Exchange Rates and Export Performance

Exchange Rates and Export Performance

In 2006, when I was serving as the secretary general of the Turkish Exporters Assembly (TIM), my colleagues and I had conducted an empirical study to put an end to the “exchange rates and export performance” debates.

 

The relationship between exchange rates and export performance we analysed using the ““Engle and Granger approach”, named after Nobel Prize-winning economist and statistician Robert Fry Engle, led us to the following conclusion:

 

1) Rapid increases in exchange rates are not always good for exports.

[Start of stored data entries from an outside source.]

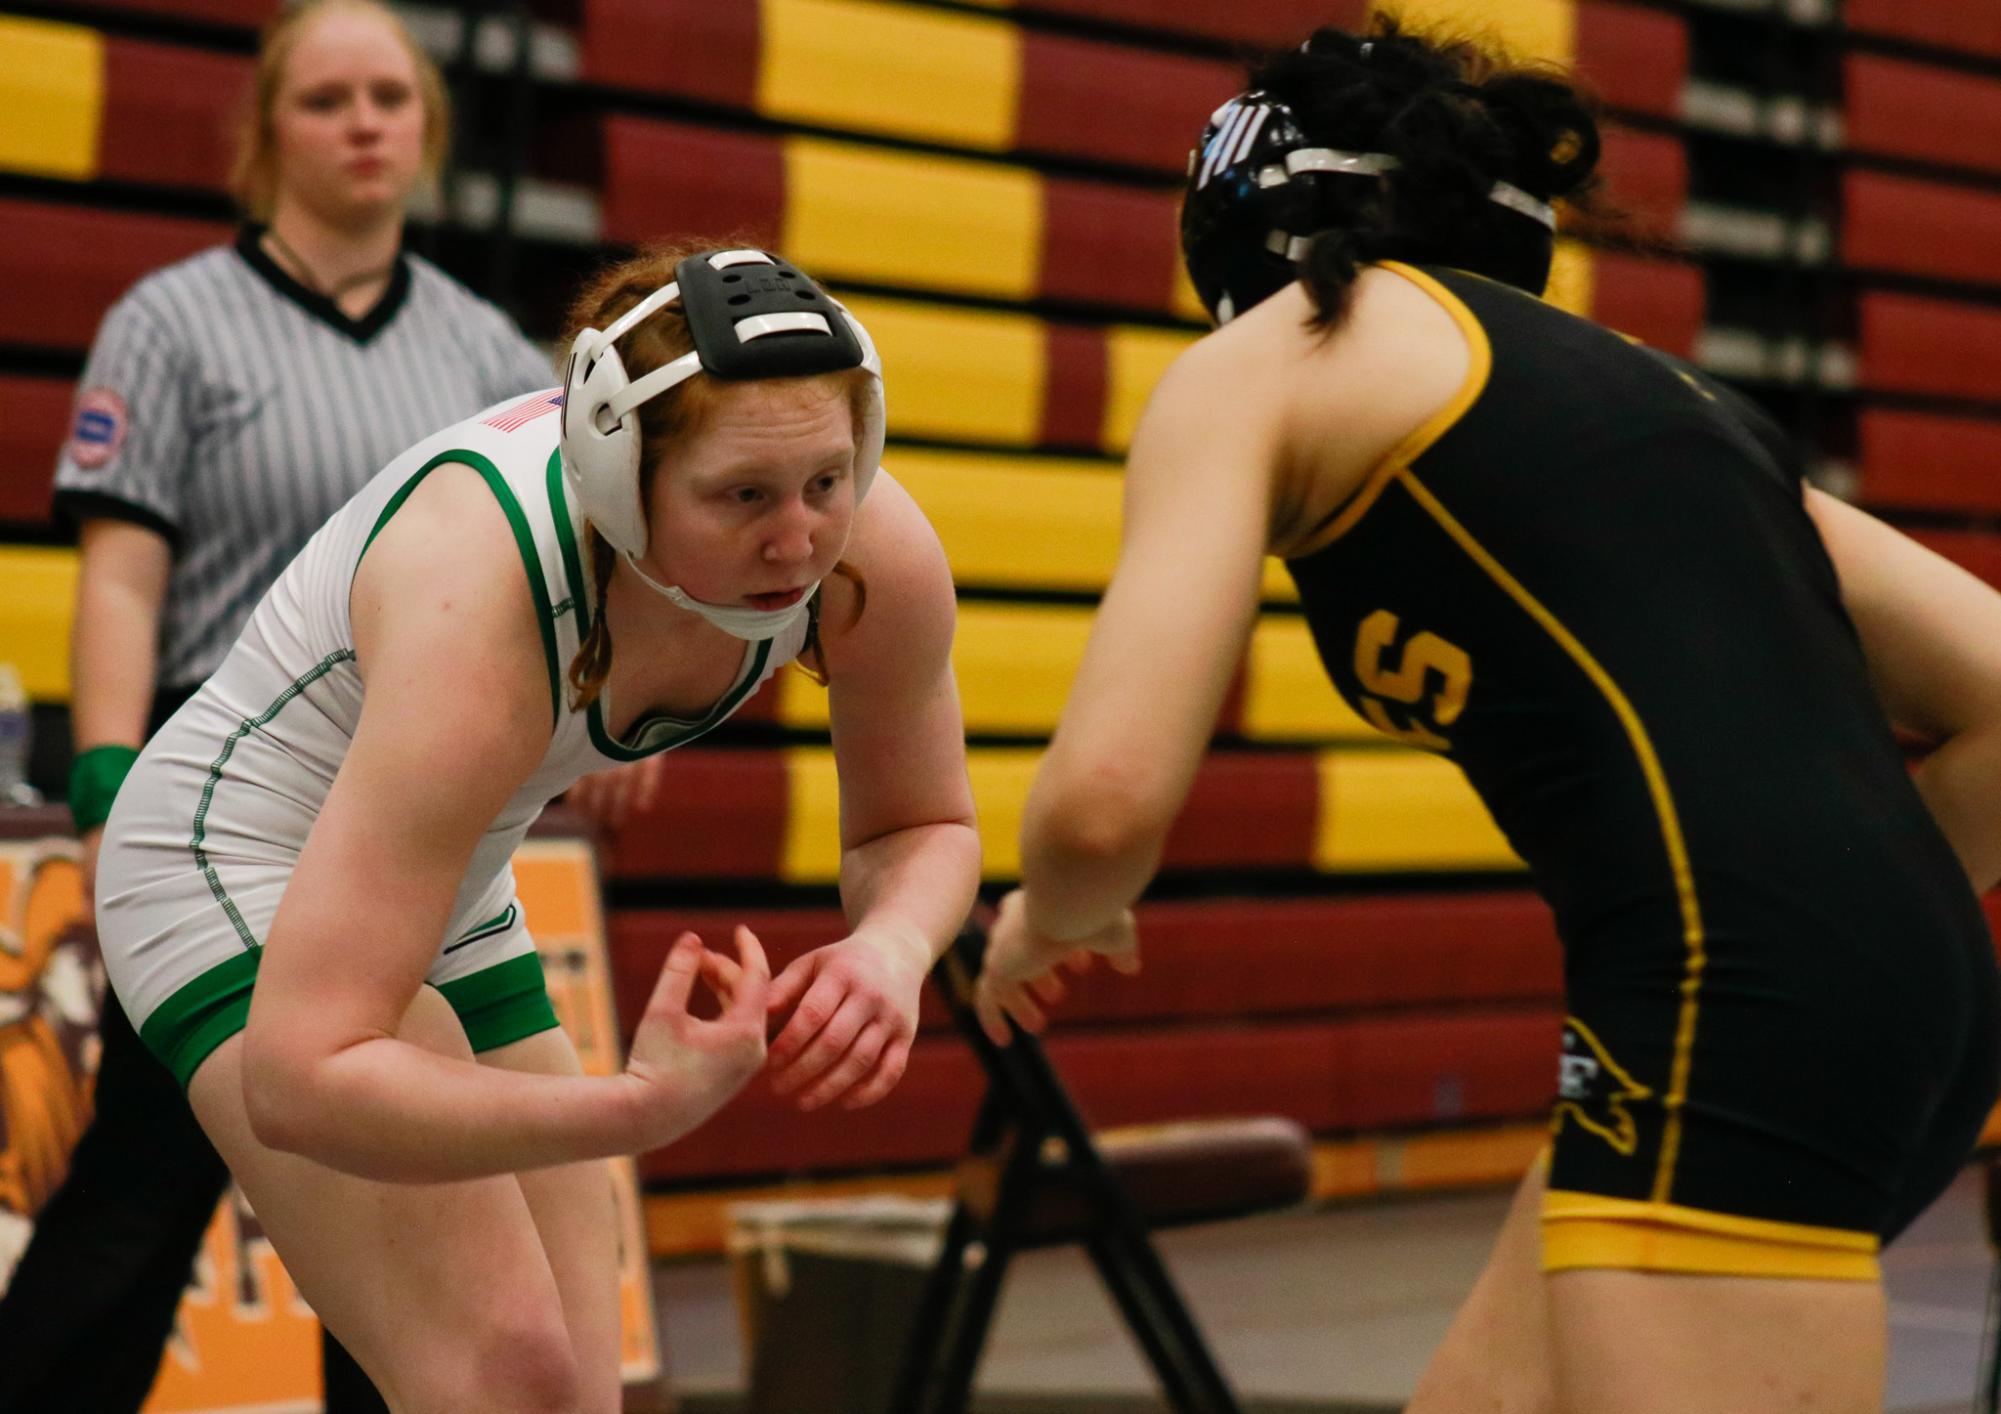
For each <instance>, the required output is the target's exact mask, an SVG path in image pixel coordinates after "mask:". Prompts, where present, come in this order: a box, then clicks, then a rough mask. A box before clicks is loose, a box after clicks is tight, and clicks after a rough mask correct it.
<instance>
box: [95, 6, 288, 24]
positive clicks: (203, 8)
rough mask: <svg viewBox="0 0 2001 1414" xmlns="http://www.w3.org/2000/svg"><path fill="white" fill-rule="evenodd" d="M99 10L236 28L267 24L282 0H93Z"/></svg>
mask: <svg viewBox="0 0 2001 1414" xmlns="http://www.w3.org/2000/svg"><path fill="white" fill-rule="evenodd" d="M92 2H94V4H96V8H100V10H130V12H132V14H154V16H162V18H168V20H196V22H202V24H218V26H228V28H238V30H250V28H258V26H264V24H268V22H270V20H274V18H276V16H278V10H280V6H282V0H92Z"/></svg>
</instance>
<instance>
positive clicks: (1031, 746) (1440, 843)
mask: <svg viewBox="0 0 2001 1414" xmlns="http://www.w3.org/2000/svg"><path fill="white" fill-rule="evenodd" d="M1041 754H1043V752H1041V748H1037V746H988V748H976V750H972V752H966V770H968V774H970V778H972V800H974V804H976V806H978V812H980V848H982V864H980V874H982V876H984V878H1019V876H1021V816H1023V806H1025V804H1027V800H1029V786H1031V784H1033V782H1035V768H1037V762H1039V760H1041ZM784 756H786V780H788V784H790V806H788V810H786V838H784V860H782V864H780V874H782V878H784V880H788V882H794V884H828V882H834V880H838V876H840V790H838V786H836V782H834V754H832V750H828V748H802V750H788V752H786V754H784ZM1319 788H1321V832H1319V840H1317V846H1315V858H1313V866H1315V868H1317V870H1323V872H1349V874H1353V872H1397V870H1409V872H1423V870H1515V868H1521V862H1519V860H1517V858H1515V856H1513V852H1509V848H1507V842H1505V840H1503V838H1501V832H1499V830H1497V828H1495V824H1493V820H1491V818H1489V816H1487V808H1485V806H1481V802H1479V798H1477V796H1475V794H1473V788H1471V786H1467V784H1465V782H1463V780H1461V778H1459V772H1457V770H1455V768H1453V766H1451V762H1447V760H1443V758H1439V756H1429V754H1425V752H1407V750H1333V752H1321V758H1319ZM1341 816H1347V824H1341V822H1339V818H1341Z"/></svg>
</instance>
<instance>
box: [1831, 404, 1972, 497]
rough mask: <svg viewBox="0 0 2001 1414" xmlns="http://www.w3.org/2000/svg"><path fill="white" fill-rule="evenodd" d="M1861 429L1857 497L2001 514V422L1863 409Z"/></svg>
mask: <svg viewBox="0 0 2001 1414" xmlns="http://www.w3.org/2000/svg"><path fill="white" fill-rule="evenodd" d="M1857 430H1859V456H1857V472H1859V474H1861V484H1859V488H1857V500H1861V502H1865V504H1869V506H1885V508H1899V510H1959V512H1969V514H1981V516H1993V514H2001V420H1987V418H1945V416H1937V414H1931V412H1901V410H1895V408H1865V410H1863V414H1861V418H1859V420H1857Z"/></svg>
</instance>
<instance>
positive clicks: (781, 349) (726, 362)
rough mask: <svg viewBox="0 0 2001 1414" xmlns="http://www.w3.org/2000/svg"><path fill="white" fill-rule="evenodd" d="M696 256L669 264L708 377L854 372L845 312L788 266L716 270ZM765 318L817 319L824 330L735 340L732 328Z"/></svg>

2) Constantly low and declining exchange rates do impact export performance negatively.

 

We presented this study to the Central Bank as well because the then Central Bank management and TIM officials were arguing with each other frequently over exchange rates. After that day, although some economists, who were also columnists, continued to say “exporters want the exchange rates to rise continuously”, exporters never made such a claim. Quite the opposite, in times when exchange rates were set freely by the market itself and remained calm, export performance continued to improve as inflation rate remained low. But today things are different.

 

The CBRT have been trying to manage exchange rates have been since 2018. Billions of dollars were sold in order to prevent exchange rates from going up. Efforts to keep the dollar’s price below inflation proved futile. The economic team of the country could not figure out what was the cause and what was the effect of rising exchange rates. The fact that Minister Şimşek recently said changes in exchange rates are irrelevant to export performance” indicates how the government is twisting the reality so as to defend its exchange rate policy.

 

I, for one, am trying to wrap my head around the absurdity of the fact that Şimşek and his team is trying to keep exchange rates under control while at the same time continuing to increase costs and making things even more complicated by raising minimum wage, imposing additional customs tax on imported raw materials, and transferring foreign currency earnings directly to the Central Bank.

 

As a consequence, this conflicting policy causes the top companies of the country to slowly withdraw their unconditional support from the government. Having apparently noticed the growing anger of the exporters, Minister Şimşek has delivered a rather cautious speech at the Istanbul Chamber of Industry. But what’s done is done. Now it’s too late for the Minister to take back what he said.

 

Şimşek and his team is impairing Türkiye’s production capability in order to keep inflation low and deter citizens from buying foreign currency by pushing exchange rates down. This poorly calculated attempt can only end in disappointment. I just hope the government will go back to free-market first principles as soon as possible.